ROANOKE TIMES

                         Roanoke Times
                 Copyright (c) 1995, Landmark Communications, Inc.

DATE: FRIDAY, November 4, 1994                   TAG: 9411040051
SECTION: EXTRA                    PAGE: 2   EDITION: METRO 
SOURCE: FRAZIER MOORE ASSOCIATED PRESS
DATELINE: LOS ANGELES                                 LENGTH: Medium


`BAYWATCH' IS HAVING ITS DAY IN THE SUN

David Hasselhoff stands at the railing of Baywatch Lifeguard Headquarters and takes a moment to contemplate the vista before him. The Pacific Ocean. One of the few things arguably bigger than the TV show he stars in.
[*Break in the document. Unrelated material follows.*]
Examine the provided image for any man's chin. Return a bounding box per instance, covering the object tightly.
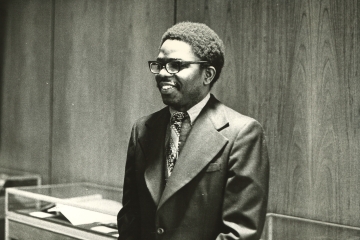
[161,95,179,108]
[161,97,176,107]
But Hasselhoff's musings are cut short by a voice ringing out from the real lifeguard office a wall away. The real lifeguard asks Hasselhoff to move back on the deck a few steps and please not block the view: Real bathers are down there on the beach, after all, real lives are at stake and, as the ``Baywatch'' theme plainly states the lifeguard's creed, ``I won't let you out of my sight.''

``Oh, sorry,'' says Hasselhoff. Anyhow, he has to go film his next scene for the syndicated series. He can't keep a worldwide audience of 1 billion viewers in more than 140 countries waiting. (The program airs Saturdays at 7 p.m. on WSLS-Channel 10.)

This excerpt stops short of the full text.